OB Lohse: Als bedeutender Industriestandort spüren wir die Auswirkungen der globalen wirtschaftlichen Entwicklung direkt durch dramatisch weg brechende Einnahmen sowie steigende Ausgaben. Die Kommunen, deren Aufgabe die Daseinsvorsorge für die Menschen ist, finanzieren sich zu einem erheblichen Teil aus Steuereinnahmen. Wenn diese aufgrund der globalen Wirtschaftskrise dramatisch schrumpfen oder gar ausbleiben, bricht von heute auf morgen eine ganz wesentliche Finanzierungsgrundlage weg – ohne eine entsprechende Kompensation. Hinzu kommt die besondere Situation der Städte in Rheinland-Pfalz. Der Städtetag Rheinland-Pfalz hat ausgerechnet, dass die kreisfreien Städte im Land im Bundesvergleich bei einem Bevölkerungsanteil von fünf Prozent rund 25 Prozent der Gesamtdefizite in den alten Bundesländern ausweisen. Das sind einfach Tatsachen. Der Kassenkreditbedarf der rheinland-pfälzischen Großstädte liegt weit über dem Bundesdurchschnitt. Der Städtefinanzbericht 2005 des Städtetages kommt deshalb zu dem Ergebnis, dass die rheinland-pfälzischen Städte durch das System des Finanzausgleichs gegenüber anderen Großstädten in anderen Bundesländern klar benachteiligt seien und somit gegenüber anderen Regionen im Inland und der Europäischen Union deutlich im Hintertreffen seien.

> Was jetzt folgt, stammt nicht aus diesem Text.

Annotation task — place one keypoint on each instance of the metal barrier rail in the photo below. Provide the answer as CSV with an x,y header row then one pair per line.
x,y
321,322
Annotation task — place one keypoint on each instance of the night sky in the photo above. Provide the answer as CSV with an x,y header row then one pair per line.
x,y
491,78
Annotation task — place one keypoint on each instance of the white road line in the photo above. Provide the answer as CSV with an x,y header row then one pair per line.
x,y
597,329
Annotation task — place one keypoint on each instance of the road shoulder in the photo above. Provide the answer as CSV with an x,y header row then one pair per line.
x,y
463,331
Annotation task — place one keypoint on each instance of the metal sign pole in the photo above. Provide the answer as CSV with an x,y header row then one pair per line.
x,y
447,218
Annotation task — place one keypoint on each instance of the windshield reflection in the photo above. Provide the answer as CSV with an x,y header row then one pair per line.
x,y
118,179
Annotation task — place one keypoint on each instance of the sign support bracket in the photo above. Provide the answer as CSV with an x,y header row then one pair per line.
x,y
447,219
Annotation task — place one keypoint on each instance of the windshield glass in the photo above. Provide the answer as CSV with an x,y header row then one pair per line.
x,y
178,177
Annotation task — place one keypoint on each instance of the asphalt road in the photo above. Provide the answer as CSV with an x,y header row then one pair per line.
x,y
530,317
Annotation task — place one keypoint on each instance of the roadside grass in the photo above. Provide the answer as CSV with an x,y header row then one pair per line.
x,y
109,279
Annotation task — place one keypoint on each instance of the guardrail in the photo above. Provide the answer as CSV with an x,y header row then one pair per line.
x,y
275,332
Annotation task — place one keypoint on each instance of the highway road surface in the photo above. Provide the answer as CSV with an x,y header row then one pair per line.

Wir machen uns daher parteiübergreifend für einen neuen Finanzausgleich stark, der endlich auch den Interessen der Städte Rechnung trägt. Insofern werden wir nicht müde, immer wieder an das Land und den Bund zu appellieren, uns nicht per Gesetz ständig neue Belastungen aufzubürden, die wir einfach nicht mehr schultern können. Die Städte leisten mit ihrer Infrastruktur einen wesentlichen Beitrag zur direkten Daseinsvorsorge für die Menschen. Wir anerkennen die großen Probleme der weltweiten Wirtschaftskrise und leisten durch ständige Sparrunden einen erheblichen Beitrag zur Konsolidierung der öffentlichen Finanzen. Doch das sollte mehr als bisher anerkannt werden.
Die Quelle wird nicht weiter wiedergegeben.